Eduardo Kac, Rio de Janeiro, 1962.
Eduardo Kac is internationally recognized for his telepresence and bio art. A pioneer of telecommunications art in the pre-Web '80s, Eduardo Kac (pronounced "Katz") emerged in the early '90s with his radical works combining telerobotics and living organisms. His visionary integration of robotics, biology and networking explores the fluidity of subject positions in the post-digital world. His work deals with issues that range from the mythopoetics of online experience (Uirapuru) to the cultural impact of biotechnology (Genesis), from the changing condition of memory in the digital age (Time Capsule) to distributed collective agency (Teleporting an Unknown State), from the problematic notion of the "exotic" (Rara Avis) to the creation of life and evolution (GFP Bunny). At the dawn of the twenty-first century Kac opened a new direction for contemporary art with his "transgenic art"--first with a groundbreaking piece entitled Genesis (1999), which included an "artist's gene" he invented, and then with "GFP Bunny," his fluorescent rabbit called Alba (2000).

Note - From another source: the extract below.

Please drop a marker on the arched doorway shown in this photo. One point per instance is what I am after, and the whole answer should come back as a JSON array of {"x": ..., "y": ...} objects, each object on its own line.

Kac’s work has been exhibited internationally at venues such as Exit Art and Ronald Feldman Fine Arts, New York, Maison Européenne de la Photographie, Paris, Castello di Rivoli, Turin, Mori Art Museum, Tokyo, Reina Sofia Museum, Madrid, Zendai Museum of Modern Art, Shanghai, and Seoul Museum of Art. Kac's work has been showcased in biennials such as Yokohama Triennial, Biennial of the End of the World, Ushuaia, Gwangju Biennale, Bienal de Sao Paulo, International Triennial of New Media Art, National Art Museum of China, Beijing, and Bienal de Habana.
His work is in the permanent collections of the Tate, London, the Victoria & Albert Museum, London, the Museum of Modern Art in New York, Frac Occitanie—Regional collections of contemporary art, Les Abattoirs—Museum of Modern and Contemporary Art, Toulouse, the Museum of Modern Art of Valenci, Spain, the ZKM Museum, Karlsruhe, Art Center Nabi, Seoul, and the Museum of Contemporary Art of São Paulo, among others.
Kac has received many awards, including the Golden Nica Award, the most prestigious award in the field of media arts and the highest prize awarded by Ars Electronica.
His work “Time Capsule” won the 1st edition of the ARCO-BEEP Electronic Art Award
Time Capsule, 1997
On 11 November 1997, Eduardo Kac created his “Time Capsule” in the cultural centre Casa das Rosas of Sao Paulo (Brasil). Transmitting on live television and the internet, the artist implanted a digital microchip before a series of sepia coloured photographs that documented the life of his family in Europe previous to 1939. In this way, Kac became the first human carrier of a microchip. To celebrate its 10th anniversary and with the piece in its final form, including all the diverse original elements of this live performance, he activated a webcast and a web scanner to allow an interactive, tele-robotic tracing of the chip in internet.